550頁を超える分厚い長編小説ですが、面白くてほぼ一気読みです。
これまでに4巻刊行されている人気シリーズですが、この巻で26話になりました。いつものように江戸は神田の筋違御門先にある袋物をあつかう三島屋で、風変わりな百物語を続けるのが、このお店の主人の姪のおちかです。実家は川崎宿にある旅籠の丸千で、訳あって三島屋へ身を寄せ、お手伝いをしながら、語り手の聞き手として務めをしています。今回も口入屋の灯庵という老人の周旋で語り手が三島屋へ訪れることから物語が始まります。

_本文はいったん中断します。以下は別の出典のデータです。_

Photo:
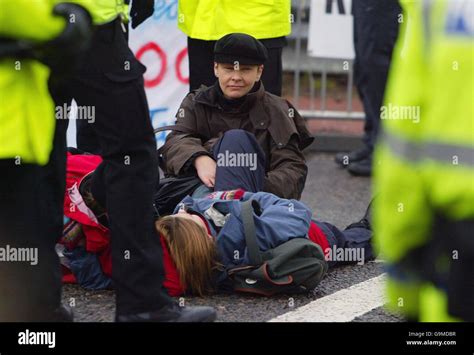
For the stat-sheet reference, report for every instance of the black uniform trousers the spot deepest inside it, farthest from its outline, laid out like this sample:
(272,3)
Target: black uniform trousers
(109,83)
(201,64)
(375,33)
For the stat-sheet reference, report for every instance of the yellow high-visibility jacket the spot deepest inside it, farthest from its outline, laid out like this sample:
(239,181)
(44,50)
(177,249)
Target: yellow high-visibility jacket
(424,162)
(212,19)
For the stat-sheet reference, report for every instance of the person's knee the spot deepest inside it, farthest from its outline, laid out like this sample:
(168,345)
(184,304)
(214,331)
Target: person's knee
(238,135)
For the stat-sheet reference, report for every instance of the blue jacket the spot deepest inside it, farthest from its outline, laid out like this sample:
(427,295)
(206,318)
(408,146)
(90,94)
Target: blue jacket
(280,221)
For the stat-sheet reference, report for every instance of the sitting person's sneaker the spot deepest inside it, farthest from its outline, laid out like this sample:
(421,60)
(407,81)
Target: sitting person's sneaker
(61,314)
(172,313)
(345,159)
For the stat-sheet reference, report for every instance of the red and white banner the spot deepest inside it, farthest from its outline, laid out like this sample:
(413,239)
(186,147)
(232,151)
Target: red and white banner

「開けずの間」、「だんまり姫」、「面の家」、「あやかし草紙」、「金目の猫」の5話。
・・・語って、語り捨て。聞いて、聞き捨て・・・
欲望、憤怒、怨念、嫉妬、妄執、後悔など、人間の愚かさ、残酷さ、哀しみ、業の深さを思い知らされます。そしてそれらを超えたところでの人間の心の温かさも伝わってきます。今まさに猛暑の夏真っ盛り、少し涼む意味でも『これぞ江戸怪談の最高峰』と銘打った物語の数々をお楽しみいただければと思います。体感温度は首筋から背中にかけて、ぞく~っと5℃ほど下がる感じですが、一つの物語を読み終えますと心はほっこりと温かくなりますから、ご安心のほどを。(笑)

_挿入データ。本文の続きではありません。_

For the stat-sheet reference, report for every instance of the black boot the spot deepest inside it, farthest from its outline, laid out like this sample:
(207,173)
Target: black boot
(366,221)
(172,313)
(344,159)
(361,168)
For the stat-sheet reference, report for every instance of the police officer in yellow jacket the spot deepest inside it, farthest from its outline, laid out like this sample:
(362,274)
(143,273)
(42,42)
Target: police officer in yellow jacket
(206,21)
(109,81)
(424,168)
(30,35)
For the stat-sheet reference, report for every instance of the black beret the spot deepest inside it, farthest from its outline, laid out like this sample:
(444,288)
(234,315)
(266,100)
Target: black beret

そうそう、おちかさんは三島屋から三丁ほど離れた多町二丁目にある貸本屋の瓢箪古堂の若旦那・勘一さんのもとへめでたく嫁いでいくことになります。そんなことで、このシリーズはいったん完結して、次巻からは三島屋の小旦那である富次郎さんが百物語の聞き手を務めることになります。黒白の間で語られる27話からのシリーズも楽しみですね。